RIO RANCHO, N.M. — It’s the tail end of a Rotary meeting as two men named Jim prepare to relive a portion of war that has followed them most of their lives.
Jim McCracken goes first, pushing through any awkwardness he may feel sharing his memories of war with a complete stranger.
“It reminds me of a bunch of guys that gave their lives voluntarily without any qualms at all,” he said.
McCracken, who flew a C-123 Provider cargo plane during the Vietnam War, said many of his close friends and colleagues died during a time when many in the U.S. were not very supportive of their efforts.
“It wasn’t a good time to be in the military,” he said. “Now that time has passed and many people understand the entire story behind why we were there, things have changed for the better.”
Things have changed so much that McCracken, along with fellow Rotarian Jim Wheatley, who served in the Army during the Vietnam War, have bought flags in remembrance of those closest to them during the war.

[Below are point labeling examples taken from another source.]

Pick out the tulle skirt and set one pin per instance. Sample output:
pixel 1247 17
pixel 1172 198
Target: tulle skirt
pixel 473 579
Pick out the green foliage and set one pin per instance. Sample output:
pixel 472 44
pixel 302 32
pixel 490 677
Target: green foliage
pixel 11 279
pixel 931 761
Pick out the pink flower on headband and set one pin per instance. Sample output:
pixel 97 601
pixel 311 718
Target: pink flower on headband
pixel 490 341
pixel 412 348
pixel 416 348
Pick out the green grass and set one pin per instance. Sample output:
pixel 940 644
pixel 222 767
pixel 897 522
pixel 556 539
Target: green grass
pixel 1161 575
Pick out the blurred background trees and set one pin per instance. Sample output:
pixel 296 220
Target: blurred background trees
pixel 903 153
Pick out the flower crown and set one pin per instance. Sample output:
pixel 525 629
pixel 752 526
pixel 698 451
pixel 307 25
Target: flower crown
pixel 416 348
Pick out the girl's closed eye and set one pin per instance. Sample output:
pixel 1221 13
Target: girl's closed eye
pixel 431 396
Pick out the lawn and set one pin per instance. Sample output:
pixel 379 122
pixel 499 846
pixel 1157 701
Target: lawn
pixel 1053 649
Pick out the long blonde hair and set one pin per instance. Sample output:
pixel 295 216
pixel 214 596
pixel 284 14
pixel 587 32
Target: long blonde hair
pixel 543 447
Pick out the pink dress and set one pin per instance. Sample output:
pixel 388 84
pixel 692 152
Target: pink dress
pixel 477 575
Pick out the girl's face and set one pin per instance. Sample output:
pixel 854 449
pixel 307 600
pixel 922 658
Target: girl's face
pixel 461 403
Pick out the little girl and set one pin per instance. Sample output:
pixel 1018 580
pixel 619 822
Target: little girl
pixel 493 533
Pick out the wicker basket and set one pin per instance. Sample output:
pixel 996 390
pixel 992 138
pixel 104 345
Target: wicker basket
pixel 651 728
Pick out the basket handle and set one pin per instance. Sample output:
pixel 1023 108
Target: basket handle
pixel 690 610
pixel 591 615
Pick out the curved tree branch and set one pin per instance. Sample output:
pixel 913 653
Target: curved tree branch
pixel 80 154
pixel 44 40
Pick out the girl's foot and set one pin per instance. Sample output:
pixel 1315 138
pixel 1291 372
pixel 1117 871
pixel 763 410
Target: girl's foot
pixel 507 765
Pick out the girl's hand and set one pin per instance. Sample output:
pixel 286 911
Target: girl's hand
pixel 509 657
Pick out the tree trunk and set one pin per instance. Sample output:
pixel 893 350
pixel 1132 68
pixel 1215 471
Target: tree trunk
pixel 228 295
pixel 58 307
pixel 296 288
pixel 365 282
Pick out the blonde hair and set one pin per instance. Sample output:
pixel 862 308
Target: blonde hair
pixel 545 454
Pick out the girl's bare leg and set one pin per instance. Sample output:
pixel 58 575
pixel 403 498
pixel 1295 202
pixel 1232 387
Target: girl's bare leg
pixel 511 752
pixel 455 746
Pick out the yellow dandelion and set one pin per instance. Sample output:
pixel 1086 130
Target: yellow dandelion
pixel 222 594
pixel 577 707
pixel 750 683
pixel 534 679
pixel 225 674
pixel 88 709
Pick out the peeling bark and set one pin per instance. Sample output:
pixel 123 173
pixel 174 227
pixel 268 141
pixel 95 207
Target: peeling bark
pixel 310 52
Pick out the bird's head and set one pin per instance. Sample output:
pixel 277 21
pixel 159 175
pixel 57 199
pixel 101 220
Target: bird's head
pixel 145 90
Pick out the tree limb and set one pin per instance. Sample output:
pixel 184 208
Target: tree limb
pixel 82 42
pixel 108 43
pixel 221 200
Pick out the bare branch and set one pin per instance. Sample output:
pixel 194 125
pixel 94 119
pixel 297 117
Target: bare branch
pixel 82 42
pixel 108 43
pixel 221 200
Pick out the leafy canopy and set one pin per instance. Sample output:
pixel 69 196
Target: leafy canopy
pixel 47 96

These flags are part of the Rotary Club of Rio Rancho’s very first Field of Honor, which will be held at the Rio Rancho Sports Complex and include a ceremony at 2 p.m. Nov. 11.
The Rotary Club is selling 250 flags at $40 each for those in the community who wish to honor a first responder, military member or a fallen service member.
The flags will be on display Nov. 9-11, with purchasers being able to take them home after the ceremony. Each flag is 3-feet-by-5-feet and comes with a pole and mounting stand.
Wheatley has bought 15 flags – representing the 15 fallen soldiers.
“For me, the ‘Field of Honor’ is very important because we never want to forget the sacrifices that these men gave,” he said.
Wheatley said he was a 1st Division rifle company commander when he entered the Vietnam War in 1965.
“During the time I was involved in ground operations, I lost 15 men in my company,” he said solemnly. “I didn’t really know them very well, but I was there when they paid the ultimate price.”
Wheatley said he sought closure to this chapter of his life by returning to Vietnam twice, in 2002 and 2004.
“The second time I went back, I took my wife and we found the very area in Lai Khe, which is just north of Saigon, where I was stationed for a year,” he said. “I got very emotional standing there, because the whole thing came rushing back to me. I was on the ground with these men side by side, and I can still remember incidents when these soldiers were killed.”
Wheatley said, emotional response aside, he was glad he went back and took his wife so she could get the full picture of what he was writing to her about from the field all those years ago.
McCracken had the same sentiment, yet he said he didn’t carry the weight of Post Traumatic Stress Disorder although he missed the men he served with very much.
“I was with a bunch of guys that I really loved,” he said. “We lost them in a situation where they shouldn’t have been lost, and that’s really all I have to say.”
McCracken said closure for him came with him accepting the war was out of his control.
“There’s not much else to say about it…Going to war was something we did and something we are proud of and something that we hope no one else has to do,” he said.